On the electric utility side specifically, Mach9 is working with major investor-owned utilities on automating the extraction of pole and tower locations and specific asset measurements for delivery into PLS-CADD, the transmission and distribution simulation platform that utilities depend on for system modeling. That workflow — from aerial or mobile LiDAR capture to PLS-CADD-ready deliverables — has historically required labor-intensive manual extraction. Mach9’s automation targets that bottleneck directly. The telecom parallel is similar: tower and pole location data, underground conduit mapping, and network documentation at the scale that BEAD-funded deployment demands.
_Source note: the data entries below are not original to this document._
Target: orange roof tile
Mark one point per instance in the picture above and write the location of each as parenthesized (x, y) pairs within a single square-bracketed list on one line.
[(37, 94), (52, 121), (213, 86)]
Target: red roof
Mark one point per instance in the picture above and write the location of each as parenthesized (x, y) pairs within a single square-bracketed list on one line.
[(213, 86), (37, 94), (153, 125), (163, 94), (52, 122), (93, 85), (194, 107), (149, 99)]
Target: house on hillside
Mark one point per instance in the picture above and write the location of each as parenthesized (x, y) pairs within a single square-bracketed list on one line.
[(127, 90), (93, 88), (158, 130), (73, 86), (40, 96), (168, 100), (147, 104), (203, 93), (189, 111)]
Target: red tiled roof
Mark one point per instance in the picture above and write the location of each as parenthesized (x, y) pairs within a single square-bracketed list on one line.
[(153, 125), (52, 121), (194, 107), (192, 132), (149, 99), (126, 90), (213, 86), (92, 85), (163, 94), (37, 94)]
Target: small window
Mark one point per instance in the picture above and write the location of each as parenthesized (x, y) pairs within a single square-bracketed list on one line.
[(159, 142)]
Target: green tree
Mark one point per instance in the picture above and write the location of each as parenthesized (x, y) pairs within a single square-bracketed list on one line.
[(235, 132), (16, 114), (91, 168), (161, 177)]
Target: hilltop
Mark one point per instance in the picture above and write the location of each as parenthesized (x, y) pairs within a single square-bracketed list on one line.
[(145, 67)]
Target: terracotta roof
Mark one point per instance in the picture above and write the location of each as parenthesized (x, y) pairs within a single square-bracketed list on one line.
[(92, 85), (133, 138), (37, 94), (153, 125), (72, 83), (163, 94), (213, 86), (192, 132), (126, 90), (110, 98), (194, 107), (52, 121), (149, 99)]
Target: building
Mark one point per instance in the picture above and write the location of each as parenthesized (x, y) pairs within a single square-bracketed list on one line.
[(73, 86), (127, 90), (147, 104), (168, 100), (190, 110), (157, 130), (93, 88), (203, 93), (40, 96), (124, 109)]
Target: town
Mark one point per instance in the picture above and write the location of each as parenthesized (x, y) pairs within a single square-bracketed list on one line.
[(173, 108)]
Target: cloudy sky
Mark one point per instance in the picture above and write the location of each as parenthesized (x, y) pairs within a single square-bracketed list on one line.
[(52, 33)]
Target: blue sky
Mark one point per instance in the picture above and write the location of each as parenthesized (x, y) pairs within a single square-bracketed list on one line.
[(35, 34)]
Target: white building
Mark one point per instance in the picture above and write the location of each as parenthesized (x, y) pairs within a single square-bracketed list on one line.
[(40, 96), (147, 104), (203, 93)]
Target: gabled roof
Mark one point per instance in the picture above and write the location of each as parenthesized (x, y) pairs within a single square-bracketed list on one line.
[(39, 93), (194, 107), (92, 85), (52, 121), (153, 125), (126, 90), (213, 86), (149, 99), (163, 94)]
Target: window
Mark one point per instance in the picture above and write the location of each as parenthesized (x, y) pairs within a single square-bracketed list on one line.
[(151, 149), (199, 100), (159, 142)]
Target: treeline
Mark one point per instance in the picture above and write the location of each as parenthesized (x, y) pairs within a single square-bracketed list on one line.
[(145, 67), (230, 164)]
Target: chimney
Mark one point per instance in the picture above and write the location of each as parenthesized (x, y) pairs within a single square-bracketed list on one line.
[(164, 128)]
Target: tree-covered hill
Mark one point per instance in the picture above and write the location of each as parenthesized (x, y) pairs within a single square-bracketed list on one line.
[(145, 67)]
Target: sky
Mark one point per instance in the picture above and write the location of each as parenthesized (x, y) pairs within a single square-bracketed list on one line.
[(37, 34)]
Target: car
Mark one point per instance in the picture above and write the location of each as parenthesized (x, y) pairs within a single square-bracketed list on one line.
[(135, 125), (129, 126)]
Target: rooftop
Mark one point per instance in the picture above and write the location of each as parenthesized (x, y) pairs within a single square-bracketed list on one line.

Rail is another vertical where Baikovitz sees natural extension of the same core capability, with the same types of linear projects and asset inventory needs.

The through line from Hanford’s contaminated tunnels to a cloud-based CAD platform for highway surveyors is not obvious, but Baikovitz draws it without strain. The measurement problems were always the same; only the environment changed. What Mach9 is building now is, in his telling, the logical endpoint of that trajectory — software that takes the physical world as input and encodes it in forms that both human professionals and downstream AI systems can reason about. Whether that constitutes a new category or a new layer in an existing stack may be a question the market answers before the industry finishes debating it. The production bottleneck is real, the workforce constraints are structural, and the data is already there. Mach9’s argument is that the missing piece was always the software in between.